The mistake being made by both sides is to give credence to Breivik’s rationalisations for his actions. There are no rationalisations. We need to look at the psychological defects in Breivik to understand what drove him to his spree. In ‘Lone Wolf’, one of the few books on the subject of spree killing, a number of commonalities emerge from the individuals profiled: delusions of grandeur, paranoia, difficult relationships with parents (especially the father), a degree of social isolation etc. So far there’s no evidence that Breivik deviates too far from this profile. Like other racist spree killers – Benjamin Nathaniel Smith, Bufford Furrow, Baruch Goldstein – Breivik had rationalisations for his actions, but to credit these with having wider significance is to miss the point that he was primed to go off.

For those on the Left there is always the feeling that we should take note of the rationalisation for Islamic terrorism – whether this is said to be because of Western actions in Islamic countries, Israel/Palestine or simply at a way of getting back at a decadent civilisation that marginalises Muslims.
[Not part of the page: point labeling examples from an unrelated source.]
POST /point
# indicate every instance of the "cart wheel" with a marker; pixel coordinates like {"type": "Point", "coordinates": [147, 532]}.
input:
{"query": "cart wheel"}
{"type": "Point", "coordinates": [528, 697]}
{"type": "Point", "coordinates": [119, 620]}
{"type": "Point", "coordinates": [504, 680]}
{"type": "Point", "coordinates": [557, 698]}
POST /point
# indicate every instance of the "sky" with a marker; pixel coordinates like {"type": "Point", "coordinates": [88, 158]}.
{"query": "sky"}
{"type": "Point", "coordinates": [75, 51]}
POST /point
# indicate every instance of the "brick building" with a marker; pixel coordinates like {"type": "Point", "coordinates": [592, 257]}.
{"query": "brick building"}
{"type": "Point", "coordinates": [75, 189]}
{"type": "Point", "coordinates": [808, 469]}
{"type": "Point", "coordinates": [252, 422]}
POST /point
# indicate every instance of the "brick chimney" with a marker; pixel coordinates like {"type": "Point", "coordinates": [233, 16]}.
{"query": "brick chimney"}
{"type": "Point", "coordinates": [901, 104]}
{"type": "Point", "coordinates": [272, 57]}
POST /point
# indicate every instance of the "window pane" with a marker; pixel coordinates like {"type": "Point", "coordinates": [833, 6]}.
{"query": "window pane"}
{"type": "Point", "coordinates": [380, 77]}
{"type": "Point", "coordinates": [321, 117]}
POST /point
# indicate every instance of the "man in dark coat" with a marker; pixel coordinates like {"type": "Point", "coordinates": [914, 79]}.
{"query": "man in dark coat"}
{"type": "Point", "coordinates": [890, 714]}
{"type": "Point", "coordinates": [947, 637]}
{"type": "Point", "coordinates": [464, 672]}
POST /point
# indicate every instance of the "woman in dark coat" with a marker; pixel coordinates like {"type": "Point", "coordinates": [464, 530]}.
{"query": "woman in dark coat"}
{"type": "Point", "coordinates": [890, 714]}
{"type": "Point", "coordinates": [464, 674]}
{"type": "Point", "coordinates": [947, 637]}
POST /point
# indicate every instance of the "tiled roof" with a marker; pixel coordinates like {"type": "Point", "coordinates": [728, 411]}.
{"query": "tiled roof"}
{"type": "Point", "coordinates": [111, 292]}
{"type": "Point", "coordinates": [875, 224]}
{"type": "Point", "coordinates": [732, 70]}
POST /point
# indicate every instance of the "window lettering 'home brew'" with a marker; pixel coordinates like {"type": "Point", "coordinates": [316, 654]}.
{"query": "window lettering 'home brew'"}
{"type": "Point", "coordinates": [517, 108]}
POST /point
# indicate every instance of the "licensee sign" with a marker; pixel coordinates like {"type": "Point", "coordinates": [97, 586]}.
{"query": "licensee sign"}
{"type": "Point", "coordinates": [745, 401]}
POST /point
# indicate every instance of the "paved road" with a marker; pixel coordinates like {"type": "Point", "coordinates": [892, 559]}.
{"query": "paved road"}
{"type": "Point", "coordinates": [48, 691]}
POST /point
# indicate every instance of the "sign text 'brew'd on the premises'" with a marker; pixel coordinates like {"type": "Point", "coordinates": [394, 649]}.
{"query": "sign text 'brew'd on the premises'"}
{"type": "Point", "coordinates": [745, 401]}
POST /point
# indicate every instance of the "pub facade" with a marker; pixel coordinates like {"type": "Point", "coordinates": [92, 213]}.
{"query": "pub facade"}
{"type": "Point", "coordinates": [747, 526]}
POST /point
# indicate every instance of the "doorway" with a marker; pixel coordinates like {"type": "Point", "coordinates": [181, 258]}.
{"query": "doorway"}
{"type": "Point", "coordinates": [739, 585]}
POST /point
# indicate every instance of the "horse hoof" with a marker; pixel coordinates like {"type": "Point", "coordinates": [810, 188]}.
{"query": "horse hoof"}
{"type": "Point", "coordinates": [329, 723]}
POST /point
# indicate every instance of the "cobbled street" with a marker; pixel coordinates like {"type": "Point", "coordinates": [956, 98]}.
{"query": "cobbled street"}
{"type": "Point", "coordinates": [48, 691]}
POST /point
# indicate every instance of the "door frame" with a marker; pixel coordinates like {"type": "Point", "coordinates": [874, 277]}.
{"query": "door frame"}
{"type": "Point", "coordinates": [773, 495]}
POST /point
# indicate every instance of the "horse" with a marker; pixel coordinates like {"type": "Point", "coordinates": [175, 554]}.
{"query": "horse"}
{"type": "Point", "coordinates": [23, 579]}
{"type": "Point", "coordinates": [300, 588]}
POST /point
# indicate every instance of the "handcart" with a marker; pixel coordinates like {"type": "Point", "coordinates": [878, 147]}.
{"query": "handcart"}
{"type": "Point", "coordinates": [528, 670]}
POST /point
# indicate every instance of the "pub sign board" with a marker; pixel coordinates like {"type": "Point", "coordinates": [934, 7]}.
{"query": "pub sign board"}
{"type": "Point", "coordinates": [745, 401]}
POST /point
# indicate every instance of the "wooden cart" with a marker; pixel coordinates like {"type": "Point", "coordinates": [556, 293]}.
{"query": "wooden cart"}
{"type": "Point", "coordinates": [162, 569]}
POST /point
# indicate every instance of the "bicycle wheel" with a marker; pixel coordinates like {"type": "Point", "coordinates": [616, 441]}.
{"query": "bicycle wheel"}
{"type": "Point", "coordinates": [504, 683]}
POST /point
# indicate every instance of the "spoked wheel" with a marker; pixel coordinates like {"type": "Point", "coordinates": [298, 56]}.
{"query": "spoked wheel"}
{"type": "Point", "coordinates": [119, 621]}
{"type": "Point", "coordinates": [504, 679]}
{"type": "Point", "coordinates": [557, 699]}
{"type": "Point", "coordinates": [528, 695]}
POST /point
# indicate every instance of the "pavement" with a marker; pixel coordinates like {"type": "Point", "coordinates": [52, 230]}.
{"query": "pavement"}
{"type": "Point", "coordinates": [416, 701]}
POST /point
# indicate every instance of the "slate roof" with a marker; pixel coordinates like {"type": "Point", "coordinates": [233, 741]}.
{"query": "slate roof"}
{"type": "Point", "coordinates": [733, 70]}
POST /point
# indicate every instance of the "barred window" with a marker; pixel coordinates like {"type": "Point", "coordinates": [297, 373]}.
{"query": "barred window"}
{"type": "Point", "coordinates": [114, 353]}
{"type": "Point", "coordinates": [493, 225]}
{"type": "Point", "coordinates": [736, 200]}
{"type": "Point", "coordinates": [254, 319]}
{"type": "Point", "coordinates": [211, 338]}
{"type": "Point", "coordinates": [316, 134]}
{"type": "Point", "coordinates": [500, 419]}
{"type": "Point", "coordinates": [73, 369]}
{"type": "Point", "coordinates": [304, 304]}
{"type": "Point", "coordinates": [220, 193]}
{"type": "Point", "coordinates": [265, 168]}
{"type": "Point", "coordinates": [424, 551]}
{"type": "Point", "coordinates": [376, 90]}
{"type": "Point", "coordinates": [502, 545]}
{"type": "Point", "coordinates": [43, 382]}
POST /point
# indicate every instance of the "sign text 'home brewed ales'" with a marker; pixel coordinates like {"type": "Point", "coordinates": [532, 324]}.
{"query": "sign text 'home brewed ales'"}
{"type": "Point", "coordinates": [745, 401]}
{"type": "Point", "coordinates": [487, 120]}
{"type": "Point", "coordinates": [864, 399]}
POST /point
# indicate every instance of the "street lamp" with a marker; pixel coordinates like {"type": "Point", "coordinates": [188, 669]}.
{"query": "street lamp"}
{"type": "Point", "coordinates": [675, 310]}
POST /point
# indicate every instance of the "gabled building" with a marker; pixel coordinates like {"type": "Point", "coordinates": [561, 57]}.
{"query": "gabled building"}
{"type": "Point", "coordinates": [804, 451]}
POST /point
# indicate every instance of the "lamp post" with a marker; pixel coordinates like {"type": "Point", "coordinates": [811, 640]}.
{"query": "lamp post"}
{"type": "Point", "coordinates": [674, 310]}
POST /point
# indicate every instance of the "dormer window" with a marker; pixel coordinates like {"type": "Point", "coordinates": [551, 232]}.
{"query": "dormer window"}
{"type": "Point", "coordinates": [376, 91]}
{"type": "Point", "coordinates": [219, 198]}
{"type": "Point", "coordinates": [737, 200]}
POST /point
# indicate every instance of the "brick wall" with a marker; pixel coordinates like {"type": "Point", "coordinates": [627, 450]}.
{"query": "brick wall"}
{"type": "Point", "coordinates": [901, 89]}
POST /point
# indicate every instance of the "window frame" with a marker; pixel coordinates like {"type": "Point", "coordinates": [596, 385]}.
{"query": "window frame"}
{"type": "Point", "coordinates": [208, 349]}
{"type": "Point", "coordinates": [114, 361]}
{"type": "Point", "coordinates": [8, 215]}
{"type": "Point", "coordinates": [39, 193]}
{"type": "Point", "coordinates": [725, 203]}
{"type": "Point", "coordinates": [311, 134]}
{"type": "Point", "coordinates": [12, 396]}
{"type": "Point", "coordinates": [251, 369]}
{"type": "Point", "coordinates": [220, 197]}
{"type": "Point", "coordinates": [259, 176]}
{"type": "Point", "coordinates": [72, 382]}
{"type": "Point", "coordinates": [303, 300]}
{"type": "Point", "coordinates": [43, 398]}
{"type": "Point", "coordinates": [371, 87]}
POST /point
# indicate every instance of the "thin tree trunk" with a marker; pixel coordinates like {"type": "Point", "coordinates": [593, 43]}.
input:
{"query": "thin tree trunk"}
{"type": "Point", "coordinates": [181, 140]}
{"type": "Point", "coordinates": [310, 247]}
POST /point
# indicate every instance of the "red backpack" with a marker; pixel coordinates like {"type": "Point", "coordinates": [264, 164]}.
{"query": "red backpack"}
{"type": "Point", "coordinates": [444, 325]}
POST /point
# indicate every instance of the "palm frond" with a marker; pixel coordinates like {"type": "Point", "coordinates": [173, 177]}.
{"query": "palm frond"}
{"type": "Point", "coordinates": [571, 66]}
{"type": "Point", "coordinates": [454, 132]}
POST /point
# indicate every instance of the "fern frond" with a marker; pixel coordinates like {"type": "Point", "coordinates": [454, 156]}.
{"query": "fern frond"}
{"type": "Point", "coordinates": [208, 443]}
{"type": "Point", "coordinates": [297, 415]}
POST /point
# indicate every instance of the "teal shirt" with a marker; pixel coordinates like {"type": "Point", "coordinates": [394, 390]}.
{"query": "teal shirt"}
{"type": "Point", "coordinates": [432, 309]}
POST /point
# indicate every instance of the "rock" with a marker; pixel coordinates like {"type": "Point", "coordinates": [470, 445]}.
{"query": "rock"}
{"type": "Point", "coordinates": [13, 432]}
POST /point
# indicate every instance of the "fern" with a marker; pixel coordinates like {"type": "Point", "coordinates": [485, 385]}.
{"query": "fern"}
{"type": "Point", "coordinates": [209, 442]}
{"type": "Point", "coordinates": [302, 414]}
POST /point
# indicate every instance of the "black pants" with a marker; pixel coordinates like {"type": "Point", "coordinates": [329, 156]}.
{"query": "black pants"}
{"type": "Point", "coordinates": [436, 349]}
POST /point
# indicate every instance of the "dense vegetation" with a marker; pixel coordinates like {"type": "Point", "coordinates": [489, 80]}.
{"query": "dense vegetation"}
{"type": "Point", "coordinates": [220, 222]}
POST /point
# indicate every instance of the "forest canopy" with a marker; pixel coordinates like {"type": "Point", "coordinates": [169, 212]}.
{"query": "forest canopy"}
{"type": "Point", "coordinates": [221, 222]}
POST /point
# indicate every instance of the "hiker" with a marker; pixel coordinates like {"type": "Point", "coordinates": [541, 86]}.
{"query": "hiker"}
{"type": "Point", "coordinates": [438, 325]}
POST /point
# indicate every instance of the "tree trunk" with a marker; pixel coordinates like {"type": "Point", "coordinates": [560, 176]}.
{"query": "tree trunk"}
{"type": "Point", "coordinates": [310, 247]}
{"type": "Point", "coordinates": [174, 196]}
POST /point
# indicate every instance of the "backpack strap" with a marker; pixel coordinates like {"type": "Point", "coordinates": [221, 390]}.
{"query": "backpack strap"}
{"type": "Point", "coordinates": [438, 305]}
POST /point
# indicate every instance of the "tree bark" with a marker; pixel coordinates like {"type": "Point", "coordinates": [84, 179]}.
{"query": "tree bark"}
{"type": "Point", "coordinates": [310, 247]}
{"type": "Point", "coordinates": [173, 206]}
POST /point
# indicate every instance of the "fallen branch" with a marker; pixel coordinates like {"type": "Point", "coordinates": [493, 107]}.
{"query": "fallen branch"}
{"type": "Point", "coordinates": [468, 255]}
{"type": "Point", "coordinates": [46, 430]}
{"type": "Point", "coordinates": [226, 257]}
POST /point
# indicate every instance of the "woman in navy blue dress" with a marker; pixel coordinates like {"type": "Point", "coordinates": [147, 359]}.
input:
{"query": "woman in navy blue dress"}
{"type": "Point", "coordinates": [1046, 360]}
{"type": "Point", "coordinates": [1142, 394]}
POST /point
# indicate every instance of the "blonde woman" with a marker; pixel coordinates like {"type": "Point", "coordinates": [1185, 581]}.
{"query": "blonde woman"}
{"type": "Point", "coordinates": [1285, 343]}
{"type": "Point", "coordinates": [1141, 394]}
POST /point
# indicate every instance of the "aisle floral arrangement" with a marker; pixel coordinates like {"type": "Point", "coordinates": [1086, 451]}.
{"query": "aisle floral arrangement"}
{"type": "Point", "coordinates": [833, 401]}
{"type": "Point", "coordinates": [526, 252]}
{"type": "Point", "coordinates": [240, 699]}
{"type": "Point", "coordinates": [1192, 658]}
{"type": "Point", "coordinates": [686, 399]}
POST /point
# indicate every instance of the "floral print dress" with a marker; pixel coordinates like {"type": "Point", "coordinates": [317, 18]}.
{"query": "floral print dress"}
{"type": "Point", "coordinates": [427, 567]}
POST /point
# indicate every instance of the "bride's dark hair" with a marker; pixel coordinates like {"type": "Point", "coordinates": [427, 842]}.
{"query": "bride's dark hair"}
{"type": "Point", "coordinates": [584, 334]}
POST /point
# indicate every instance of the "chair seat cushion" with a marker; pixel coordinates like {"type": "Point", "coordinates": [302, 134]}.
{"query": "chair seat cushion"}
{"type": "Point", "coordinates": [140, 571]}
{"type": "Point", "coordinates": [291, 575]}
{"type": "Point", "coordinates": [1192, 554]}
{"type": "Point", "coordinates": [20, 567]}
On the Right these rationalisations are rejected, but there is a willingness to listen to the purported reasoning behind Breivik’s actions – a feeling that his culture was under attack, marginalisation of Christianity, disgust with a decadent and sick society, mistrust of Western politicians. These are the same rationalisations, the same complaints and the same wallowing in a feeling of victimisation. It’s interesting to note that it is reported that Breivik referred to his actions as a ‘martyrdom operation’.

Breivik was following the same multi-culturalist script as Islamic radicals. He had the same psychological defects – an ability to murder at random, to view people as legitimate targets because of where they are, to want to die to preserve his culture or religion. This isn’t politics, this is abnormal psychology fed by a culture of victimisation and a focus on race/religion/culture as a holy trinity more important than anything else.

Is there a way of stopping this happening again? No.
Is there anything that we can do? Yes, carry on as normal.
What lessons do we learn? That an open society gives its enemies the means to attack it, but to clamp down on discussion gives credence to those who want to turn murderers into prophets and martyrs.

2 comments:

Span Ows said...

Good post, came here via your comment on Autonomous Mind blog. I suspect you are right and your conclusions are fine but the point is that this WON'T happen, the ruling elite WON'T allow us to "carry on as normal"; isn't that one of the points AM was making?

On another blog I read the comment that the shooter was probably acting on what he perceived as the only way to make the elite listen to his complaints and act on them (learned from violent Islamists)

Contrarian said...

I agree. The establishment will always take advantage of a crisis, especially one so shocking. They'll use it in the same way they have used Islamist terrorism - to clamp down on civil liberties.

However, the point I am making is that there are some on the other side who will do themselves no service by also attepting to score political points off the back of this. There are lots of legitimate concerns, but to seek to bolster them by saying that Breivik was driven to his actions by these is to miss the point that this was essentially a random event.